I stated in “Will You Need to Work Until 70?”  that ever increasing levels of government debt may cause problems for those expecting pension benefits from public sector employment.
I read an article today that reinforces my view.
U.S. Public Pensions are Inadequately Funded
According to Reuters , state pension plans are inadequately funded.
A survey by Loop Capital Markets found only 58 of 149 state-level public pension plans it reviewed were funded at 80 percent or more, a level that is considered healthy.
61% of the plans reviewed are not in good health. Note that good health is only considered 80% fully funded. I guess if I amputate an arm, I am still healthy as I have 3 of 4 appendages in place.

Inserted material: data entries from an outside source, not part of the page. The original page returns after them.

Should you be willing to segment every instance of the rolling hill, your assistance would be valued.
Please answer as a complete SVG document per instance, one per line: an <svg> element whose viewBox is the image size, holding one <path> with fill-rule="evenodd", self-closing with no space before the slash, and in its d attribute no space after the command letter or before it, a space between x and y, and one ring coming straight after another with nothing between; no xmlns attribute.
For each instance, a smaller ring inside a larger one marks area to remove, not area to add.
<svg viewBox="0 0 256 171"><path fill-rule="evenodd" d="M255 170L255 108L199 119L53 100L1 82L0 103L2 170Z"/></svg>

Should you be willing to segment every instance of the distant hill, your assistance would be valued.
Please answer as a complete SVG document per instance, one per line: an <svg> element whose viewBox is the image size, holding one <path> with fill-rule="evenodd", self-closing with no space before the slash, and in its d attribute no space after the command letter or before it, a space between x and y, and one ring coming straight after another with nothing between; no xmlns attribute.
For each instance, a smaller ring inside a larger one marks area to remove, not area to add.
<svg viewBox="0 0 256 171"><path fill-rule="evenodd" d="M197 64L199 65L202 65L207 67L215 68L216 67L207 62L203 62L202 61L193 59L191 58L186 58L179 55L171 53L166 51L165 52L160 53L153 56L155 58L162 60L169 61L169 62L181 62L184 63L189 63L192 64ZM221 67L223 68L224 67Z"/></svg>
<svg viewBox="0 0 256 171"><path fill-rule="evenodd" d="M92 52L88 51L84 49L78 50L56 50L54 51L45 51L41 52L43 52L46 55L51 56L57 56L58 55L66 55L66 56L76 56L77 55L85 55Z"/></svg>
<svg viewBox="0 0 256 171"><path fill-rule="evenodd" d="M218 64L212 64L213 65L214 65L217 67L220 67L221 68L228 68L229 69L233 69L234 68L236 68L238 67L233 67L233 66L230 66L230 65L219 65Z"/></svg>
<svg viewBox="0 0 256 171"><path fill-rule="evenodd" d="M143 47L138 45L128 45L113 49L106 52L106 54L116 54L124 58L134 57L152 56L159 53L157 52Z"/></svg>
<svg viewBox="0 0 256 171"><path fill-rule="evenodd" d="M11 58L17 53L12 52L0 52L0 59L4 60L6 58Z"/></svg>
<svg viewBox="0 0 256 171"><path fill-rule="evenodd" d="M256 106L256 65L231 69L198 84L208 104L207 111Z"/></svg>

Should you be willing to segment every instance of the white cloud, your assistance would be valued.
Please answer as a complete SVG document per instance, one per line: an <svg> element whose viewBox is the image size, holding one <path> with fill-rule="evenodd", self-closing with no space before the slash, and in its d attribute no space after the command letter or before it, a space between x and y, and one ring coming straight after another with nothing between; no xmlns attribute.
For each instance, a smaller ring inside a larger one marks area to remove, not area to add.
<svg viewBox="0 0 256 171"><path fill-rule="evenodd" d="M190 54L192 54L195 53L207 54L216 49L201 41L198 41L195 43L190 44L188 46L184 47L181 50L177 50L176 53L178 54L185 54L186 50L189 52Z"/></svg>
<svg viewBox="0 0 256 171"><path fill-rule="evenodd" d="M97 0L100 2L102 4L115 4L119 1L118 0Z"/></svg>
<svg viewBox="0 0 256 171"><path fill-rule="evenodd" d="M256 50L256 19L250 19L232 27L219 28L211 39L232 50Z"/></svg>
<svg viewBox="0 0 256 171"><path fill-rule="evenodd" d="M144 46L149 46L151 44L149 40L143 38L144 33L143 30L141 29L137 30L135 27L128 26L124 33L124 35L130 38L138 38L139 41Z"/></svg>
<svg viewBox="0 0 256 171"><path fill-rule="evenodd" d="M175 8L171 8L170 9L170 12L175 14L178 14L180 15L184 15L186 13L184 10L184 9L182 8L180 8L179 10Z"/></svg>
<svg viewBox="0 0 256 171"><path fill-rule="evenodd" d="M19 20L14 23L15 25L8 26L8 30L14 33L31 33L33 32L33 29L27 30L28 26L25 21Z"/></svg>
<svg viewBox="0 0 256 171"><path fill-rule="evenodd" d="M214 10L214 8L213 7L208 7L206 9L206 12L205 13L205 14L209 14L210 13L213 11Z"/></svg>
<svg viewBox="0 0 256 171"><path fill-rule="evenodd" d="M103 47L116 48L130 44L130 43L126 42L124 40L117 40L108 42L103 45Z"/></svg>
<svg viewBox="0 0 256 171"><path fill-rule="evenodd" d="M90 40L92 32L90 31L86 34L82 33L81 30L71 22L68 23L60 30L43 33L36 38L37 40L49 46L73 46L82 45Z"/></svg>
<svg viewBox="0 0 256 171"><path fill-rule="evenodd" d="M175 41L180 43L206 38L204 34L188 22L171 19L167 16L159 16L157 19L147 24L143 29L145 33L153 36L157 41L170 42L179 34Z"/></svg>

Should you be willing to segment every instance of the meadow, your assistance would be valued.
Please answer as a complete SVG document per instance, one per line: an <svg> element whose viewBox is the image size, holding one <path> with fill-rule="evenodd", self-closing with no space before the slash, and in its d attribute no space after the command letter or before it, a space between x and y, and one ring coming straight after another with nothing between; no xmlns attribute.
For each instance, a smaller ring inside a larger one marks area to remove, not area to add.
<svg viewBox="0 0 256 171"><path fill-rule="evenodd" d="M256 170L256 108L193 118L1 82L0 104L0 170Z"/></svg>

Whether you work for the State of Hawaii or a private company in Switzerland, it does not matter.
You always need to monitor the health of any pension plan of which you are a member.
Never blindly assume that what you think you will receive upon retirement at some future date is what you will actually receive. If the plan is seriously underfunded, the plan sponsor gets into financial difficulty, actual plan investment returns do not meet assumptions, etc., you may not receive what you expect.
I would also review the assumptions being used in pension calculations. If the pension is assuming annual portfolio returns of 10% and it is only earning 3%, there will be a shortfall based on accumulated performance. Interesting assumptions are always integral to less than stellar pension plans.
For a pension plan with funding and assumption issues, see this biting analysis of CalPERs .
As an aside, this is a key reason I prefer fully funded defined contribution pension plans over defined benefit plans. It is better to know what is actually in your pension plan than having to rely on a promise for a future income stream that may or may not be possible.
If you do see that your employee pension plan has issues, do what you can to make management get funding back to acceptable levels. You may not have much leverage, but make your voice heard.
And, to the greatest extent possible, increase contributions to any personal retirement accounts. This may provide some protection should the employee pension face cash flow shortages and you start receiving less than you planned for.